Although writing audio-visual scripts is a creative undertaking, some technical aspects must be considered. Just like business letters, college reports and essays, guidelines and rules govern the writing process.

Free-form documents look amateurish and can be difficult for audio-visual professionals to understand. Professional writers follow simple layout guidelines to get their ideas across to readers efficiently. Here are the basic scriptwriting formats that screenwriters and news producers use for entertainment productions and news programming.

Movies and Television Shows

Identify the backdrop of the scene. Begin by telling the reader if the action happens indoors or outside by using the abbreviations "INT." for interior or "EXT." for exterior. Follow this up with a succinct description of the location followed by a dash and a time reference. This section should be bold face and written in all capitals. For example: INT. RESTAURANT -- NIGHT.

Insert dialogue. To signal that a character is talking, center-align his or her name and write the dialogue left-aligned below. Write character names with capital letters but write dialogue text normally.

Describe action happening in the scene. Signal when characters enter or exit the scene and describe any important action with detailed passages. Italicize and left-align these descriptions.

Television News

Write the slug, or name of your story, at the top of the page.

Format the rest of the page so you have two columns. The left side is primarily for the technical staff. The right side of the page is primarily for the on-air talent.

Write the name of the person you want to read the story on the top of both columns. Use capital letters.

Next make note of the video format you want to use in both columns using capital letters.

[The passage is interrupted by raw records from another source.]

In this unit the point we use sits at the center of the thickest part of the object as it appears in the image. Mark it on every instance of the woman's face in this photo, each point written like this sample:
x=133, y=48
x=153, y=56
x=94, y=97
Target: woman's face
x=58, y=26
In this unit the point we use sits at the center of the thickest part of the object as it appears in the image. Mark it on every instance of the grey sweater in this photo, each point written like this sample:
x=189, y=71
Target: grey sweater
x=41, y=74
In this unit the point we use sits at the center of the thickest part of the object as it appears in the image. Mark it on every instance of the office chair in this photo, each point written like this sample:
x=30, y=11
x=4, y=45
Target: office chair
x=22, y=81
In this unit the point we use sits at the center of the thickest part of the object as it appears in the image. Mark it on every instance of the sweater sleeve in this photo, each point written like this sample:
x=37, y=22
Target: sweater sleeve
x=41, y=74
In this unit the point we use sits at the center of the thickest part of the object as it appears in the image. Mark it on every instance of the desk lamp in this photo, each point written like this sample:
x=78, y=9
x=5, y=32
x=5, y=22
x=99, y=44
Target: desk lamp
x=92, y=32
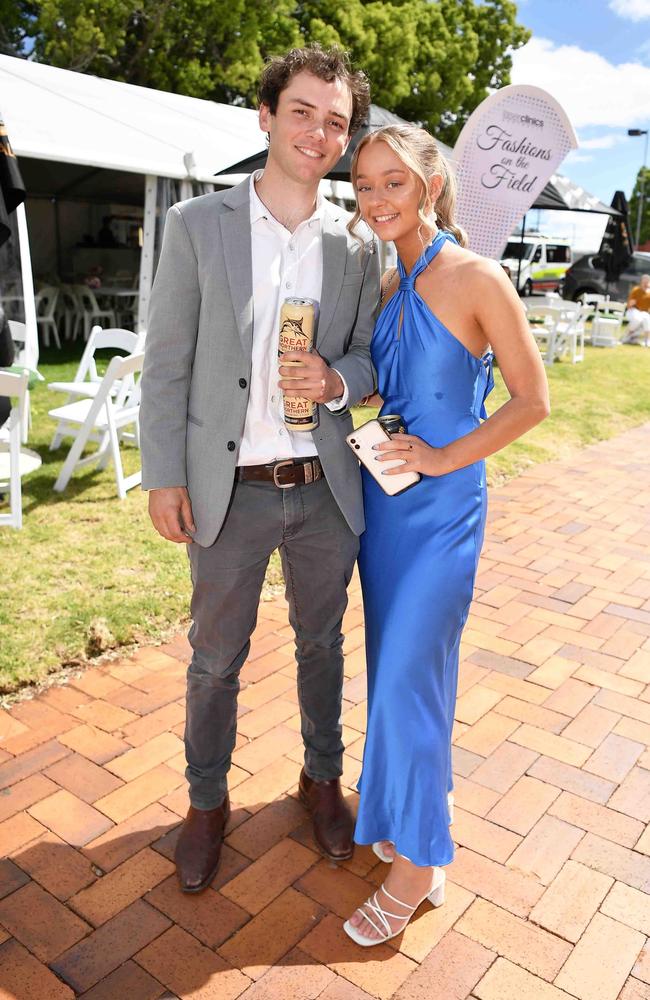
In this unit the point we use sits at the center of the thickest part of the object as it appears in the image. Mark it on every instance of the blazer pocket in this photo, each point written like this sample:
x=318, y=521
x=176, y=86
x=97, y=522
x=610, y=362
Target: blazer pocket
x=353, y=279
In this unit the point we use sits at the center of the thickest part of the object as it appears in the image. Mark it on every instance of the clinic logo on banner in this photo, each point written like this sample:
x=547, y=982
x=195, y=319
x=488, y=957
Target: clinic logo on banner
x=506, y=153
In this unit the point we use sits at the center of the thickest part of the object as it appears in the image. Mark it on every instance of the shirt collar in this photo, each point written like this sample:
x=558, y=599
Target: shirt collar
x=260, y=211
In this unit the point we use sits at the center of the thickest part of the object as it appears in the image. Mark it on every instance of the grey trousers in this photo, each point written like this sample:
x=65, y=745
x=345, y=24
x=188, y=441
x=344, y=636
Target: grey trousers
x=318, y=551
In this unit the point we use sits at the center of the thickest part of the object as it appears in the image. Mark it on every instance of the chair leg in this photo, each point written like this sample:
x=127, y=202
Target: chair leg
x=15, y=485
x=117, y=458
x=72, y=458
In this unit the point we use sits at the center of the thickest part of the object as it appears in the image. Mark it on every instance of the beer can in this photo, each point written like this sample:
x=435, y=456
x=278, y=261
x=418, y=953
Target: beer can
x=297, y=317
x=392, y=423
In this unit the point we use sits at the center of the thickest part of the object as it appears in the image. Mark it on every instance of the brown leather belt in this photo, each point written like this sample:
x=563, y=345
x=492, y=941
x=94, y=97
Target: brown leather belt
x=290, y=472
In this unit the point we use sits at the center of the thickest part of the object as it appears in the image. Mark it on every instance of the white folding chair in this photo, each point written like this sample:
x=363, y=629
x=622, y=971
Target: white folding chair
x=87, y=381
x=546, y=334
x=46, y=302
x=18, y=333
x=104, y=419
x=15, y=462
x=607, y=324
x=561, y=332
x=71, y=311
x=91, y=311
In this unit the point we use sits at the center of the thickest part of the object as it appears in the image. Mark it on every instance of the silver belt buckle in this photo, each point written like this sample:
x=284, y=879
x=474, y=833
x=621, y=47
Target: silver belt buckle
x=280, y=465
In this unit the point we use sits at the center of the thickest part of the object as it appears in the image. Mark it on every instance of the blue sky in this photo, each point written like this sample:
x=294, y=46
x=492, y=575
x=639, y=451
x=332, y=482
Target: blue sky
x=594, y=57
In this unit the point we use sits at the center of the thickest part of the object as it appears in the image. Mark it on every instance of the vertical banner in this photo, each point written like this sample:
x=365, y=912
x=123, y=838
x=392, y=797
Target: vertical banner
x=507, y=151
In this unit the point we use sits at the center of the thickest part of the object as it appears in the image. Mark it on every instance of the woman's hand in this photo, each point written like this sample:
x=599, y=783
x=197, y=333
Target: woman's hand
x=415, y=455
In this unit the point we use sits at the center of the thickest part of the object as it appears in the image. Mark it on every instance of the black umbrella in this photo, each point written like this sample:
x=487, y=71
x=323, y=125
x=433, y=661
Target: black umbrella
x=616, y=246
x=12, y=189
x=377, y=117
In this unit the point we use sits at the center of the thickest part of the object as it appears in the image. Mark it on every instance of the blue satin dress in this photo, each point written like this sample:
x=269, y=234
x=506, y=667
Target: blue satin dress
x=418, y=560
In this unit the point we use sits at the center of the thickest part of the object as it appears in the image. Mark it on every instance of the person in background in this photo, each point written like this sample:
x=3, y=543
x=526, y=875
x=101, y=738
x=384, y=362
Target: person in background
x=638, y=313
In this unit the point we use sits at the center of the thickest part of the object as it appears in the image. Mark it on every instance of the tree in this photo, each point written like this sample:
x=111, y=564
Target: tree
x=634, y=206
x=16, y=19
x=431, y=61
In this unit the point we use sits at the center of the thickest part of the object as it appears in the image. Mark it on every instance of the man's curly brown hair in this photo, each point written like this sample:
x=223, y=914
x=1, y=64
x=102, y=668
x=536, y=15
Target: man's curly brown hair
x=326, y=64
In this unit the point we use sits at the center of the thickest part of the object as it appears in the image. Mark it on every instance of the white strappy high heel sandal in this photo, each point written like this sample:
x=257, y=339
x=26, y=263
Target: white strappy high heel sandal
x=436, y=897
x=387, y=858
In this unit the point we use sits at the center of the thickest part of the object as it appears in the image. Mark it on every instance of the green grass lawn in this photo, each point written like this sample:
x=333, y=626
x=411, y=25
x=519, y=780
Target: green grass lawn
x=88, y=572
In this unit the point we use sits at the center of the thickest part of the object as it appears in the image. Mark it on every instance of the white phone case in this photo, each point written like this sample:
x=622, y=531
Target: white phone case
x=361, y=441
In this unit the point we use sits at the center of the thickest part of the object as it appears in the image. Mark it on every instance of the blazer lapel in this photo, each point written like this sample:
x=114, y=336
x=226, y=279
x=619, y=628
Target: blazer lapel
x=334, y=255
x=236, y=236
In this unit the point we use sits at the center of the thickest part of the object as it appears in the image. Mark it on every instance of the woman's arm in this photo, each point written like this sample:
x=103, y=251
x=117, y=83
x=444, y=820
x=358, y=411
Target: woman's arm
x=501, y=316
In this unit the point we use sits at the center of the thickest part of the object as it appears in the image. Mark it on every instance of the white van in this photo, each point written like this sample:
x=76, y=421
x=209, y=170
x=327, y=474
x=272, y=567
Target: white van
x=544, y=262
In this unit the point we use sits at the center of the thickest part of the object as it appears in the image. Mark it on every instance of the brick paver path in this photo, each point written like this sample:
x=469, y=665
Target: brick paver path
x=548, y=895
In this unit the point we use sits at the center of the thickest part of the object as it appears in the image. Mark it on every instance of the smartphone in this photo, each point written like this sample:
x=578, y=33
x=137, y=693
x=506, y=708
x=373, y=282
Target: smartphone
x=362, y=440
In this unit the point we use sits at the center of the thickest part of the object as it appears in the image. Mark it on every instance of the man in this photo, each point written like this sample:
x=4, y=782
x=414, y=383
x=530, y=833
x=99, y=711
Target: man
x=225, y=474
x=638, y=313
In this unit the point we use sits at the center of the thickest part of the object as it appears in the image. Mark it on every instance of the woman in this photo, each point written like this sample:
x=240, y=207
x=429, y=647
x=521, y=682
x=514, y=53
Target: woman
x=443, y=309
x=638, y=313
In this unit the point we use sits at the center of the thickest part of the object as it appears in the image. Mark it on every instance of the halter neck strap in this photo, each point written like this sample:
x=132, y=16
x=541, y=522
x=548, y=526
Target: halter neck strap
x=407, y=281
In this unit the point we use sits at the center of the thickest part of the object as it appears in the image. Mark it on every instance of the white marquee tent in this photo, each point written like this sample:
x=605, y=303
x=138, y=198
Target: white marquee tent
x=84, y=126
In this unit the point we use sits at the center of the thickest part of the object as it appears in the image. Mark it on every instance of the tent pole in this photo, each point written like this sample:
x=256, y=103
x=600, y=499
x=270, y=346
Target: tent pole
x=148, y=249
x=521, y=250
x=31, y=326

Use "ON CAM" if you want your talent on screen and nothing else. "VO" means video only. Use this when you have video footage that you want your anchor to talk over. "SOT" stands for sound on tape or sound bites. "PKG" stands for package, a complete stand-alone video story with its own voice-over track and cuts of video. Make sure these video format commands line up on both sides of the page.

On the left column write down any additional information about the video that would be useful for the staff. You may want to include tape numbers and the title of the video you're using. For packages, include the "TRT" or total running time and an out cue, the final words of voice track.

Write the script on the right column. Use capital letters for anything your talent is going to read on-air. Use lower and uppercase lettering for scripts that are recorded and will be played back--packages and SOTs for example.

Write down any CGs or computer graphics you want on the left. Common CGs include names and locations.

There are several news writing programs like iNews and NewsMaker, that will format scripts and estimate reading times for you.

If someone is going to be reading your script from a prompter, consider making things easier for them by spelling out numbers and providing pronunciation guides for difficult words. If you don't, be prepared for on-air gaffs.